Como estávamos hospedados entre Bastille e Marais, fomos a pé almoçar no último dia, por recomendação do amigo Pedro Henrique, num bistrô de comida provençal, Chez Janou. Passava um pouco do meio dia e encontramos a casa com algumas mesas vazias. Logo a casa lotou. O garçon que nos atendeu, moço louro, alto, bonito e atencioso, corria de uma mesa a outra sem descanso. Ainda assim, foi paciente com nossas escolhas, sabia sorrir. Pedimos uma "formule", combinado presente em quase todos os restaurantes, no almoço, que consiste de entrada + prato principal + sobremesa ou dois desses pratos. Algo como nosso executivo. Custa geralmente entre 10 a 13 euros. Neste caso, 13 euros, com dois pratos. Pedimos para dividir o combinado e fomos atendidos com gentileza, de modo que Marcos comeu o peixe e eu, uma sedosa sopa de castanhas, acompanhados de vinho. Jarra de água e pão, por conta da casa. A recomendação do Pedro era principalmente para que comêssemos musse de chocolate de sobremesa. Disse que teríamos uma surpresa. Nem sou muito de doce, mas Marcos é e pedimos. O garçon arrumou uma pratinho e duas colheres, mesmo eu não tendo pedido, e trouxe a sobremesa. A surpresa? uma tigela enorme da qual poderíamos nos servir à vontade de uma musse de chocolate divina. Marcos levou um susto. Só depois de um tempo o garçom vem retirar a tigela. Se fosse aqui, já sei: - Não, esta musse só é servida se todos da mesa pedirem. Mensagem subliminar do restaurante: um só pede e todos comem, nós saímos no preju. Bobagem. Saímos com a casa lotada, fila na porta, poucos turistas e muita gente que parece trabalhar nas redondezas. Ah, a conta? 26 euros para dois satisfeitíssimos! Há outros bons exemplos, mas estes ilustram bem.

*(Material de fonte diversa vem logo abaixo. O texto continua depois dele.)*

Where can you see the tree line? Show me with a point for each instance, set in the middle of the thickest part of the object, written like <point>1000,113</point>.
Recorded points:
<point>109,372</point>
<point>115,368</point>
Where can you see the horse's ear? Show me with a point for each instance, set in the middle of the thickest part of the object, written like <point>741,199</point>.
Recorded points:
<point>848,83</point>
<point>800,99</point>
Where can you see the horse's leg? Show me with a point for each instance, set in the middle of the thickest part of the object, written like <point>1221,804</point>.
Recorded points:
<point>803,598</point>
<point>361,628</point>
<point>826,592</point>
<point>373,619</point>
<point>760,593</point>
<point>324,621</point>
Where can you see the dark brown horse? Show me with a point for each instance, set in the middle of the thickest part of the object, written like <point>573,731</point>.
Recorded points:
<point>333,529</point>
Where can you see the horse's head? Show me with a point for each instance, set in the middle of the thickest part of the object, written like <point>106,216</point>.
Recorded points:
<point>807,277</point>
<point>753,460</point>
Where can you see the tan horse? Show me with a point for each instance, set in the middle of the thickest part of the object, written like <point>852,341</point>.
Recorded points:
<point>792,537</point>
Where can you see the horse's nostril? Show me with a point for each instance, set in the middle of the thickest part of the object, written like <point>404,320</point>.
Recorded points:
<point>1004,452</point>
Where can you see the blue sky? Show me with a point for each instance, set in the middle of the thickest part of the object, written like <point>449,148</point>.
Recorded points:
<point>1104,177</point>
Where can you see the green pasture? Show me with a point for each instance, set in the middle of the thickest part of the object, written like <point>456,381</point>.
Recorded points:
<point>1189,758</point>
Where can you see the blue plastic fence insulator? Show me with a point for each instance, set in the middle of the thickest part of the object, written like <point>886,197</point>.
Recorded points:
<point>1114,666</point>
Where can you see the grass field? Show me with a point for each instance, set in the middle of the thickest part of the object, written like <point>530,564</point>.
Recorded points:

Só para terminar, uma constatação curiosa: amigos que vivem há muitos anos em Paris e trabalham com franceses classe média dizem que eles acham que brasileiros que viajam por lá são todos muito ricos porque acham barato estes restaurantes que eles ainda acham caríssimos. Alguma coisa está errada, tá ou não tá?
Até o Soupe Populaire é charmoso! Não, não fui pegar a senha. Mas o cuscuz de graça das quartas-feiras quase fui comer - em outro lugar. Fica pra próxima.